Anyone with a passing acquaintance with Jim Capaldi or his best-known group, Traffic - or indeed with good music in general - will be absolutely delighted by this box set. I hesitate to categorise it, because, like Traffic tunes, the tracks on this package transcend genres, mood, time...
The opening `Daydreaming of You' is pure exuberant 60's pop - a recurrent theme Jim shamelessly visited over the years with the likes of `Open Your Heart' and his covers of `Oh How We Danced' and `Love Hurts', through to `Anna Julia'. Ballads are strongly represented by `Game of Love', `Man With No Country', `Old Photographs', `Love Used to be a Friend of Mine' and others. There are protest songs such as `Whale Meat Again', `We Don't Need' and - replacing my obscure and tatty single - `Tricky Dicky Rides Again'. There's the funk of `Low Rider' and `Elixir of Life', the disco version of `Shoe Shine' - and even a previously-unheard reggae version of 40,000 Headmen! Some of the stuff on Jim's last CD was actually regarded as `metal' - but if I have to chose a favourite groove it's the straight up-tempo rockers such as `Light Up or Leave Me Alone', `Electric Nights' or `Standing in my Light'.
There's five hours of music here on 67 tracks. Three or four from each of Jim's albums; a generous nod towards Traffic, various singles and about an hour's worth of previously unreleased material. If `demo' conjures up an image of half-baked ideas or 2nd-grade tracks, it shouldn't.
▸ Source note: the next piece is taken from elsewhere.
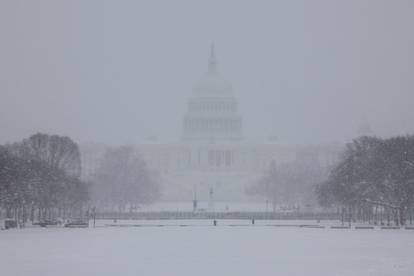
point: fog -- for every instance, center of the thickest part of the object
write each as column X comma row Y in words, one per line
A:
column 120, row 71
The ten previously-unreleased tracks mean that there's something here even for the completist.
The package is in a convenient 5½" x 7½" book format, which includes 54 pages of photographs and informative notes / reminiscences by friends and admirers. Criticisms? Frankly, anyone compiling an album such as this is not going to suit `all of the people, all of the time', however Jim's wife Aninha aided and abetted by Paul Minkinnen comes close. They have resisted the temptation to include a lot of probably better-known Traffic material (which belongs elsewhere), although found the presumably penultimate recording of the title track which sounds as fresh as the original. Whilst there are a couple of anthemic tunes that have always sounded a bit too Bruce Springsteen for me, I accept that some people like that sort of stuff, and I cannot think of any tracks I would have included instead.
Listing who-played-what on every track would have been interesting, but a Sisyphean task, given that Jim played with just about everybody who was anybody! I suspect that one of the major contributors was ace guitarist Pete Bonas, with Steve Winwood naturally not far behind, and Dave Mason a close third. Clapton, Harrison, Kossoff & Santana each appear on two or three tracks, while there's a definite guest appearance of Paul Weller - and probably Gary Moore too.
If after a good meal one is supposed to leave the table sated, but not-quite-stuffed, this feast achieves something similar. It was great to hear some of the Polydor and Carrere recordings on CD for the first time, but Jim's legacy includes albums and singles from this period - and throughout the seventies - that would surely receive a loud welcome on re-release.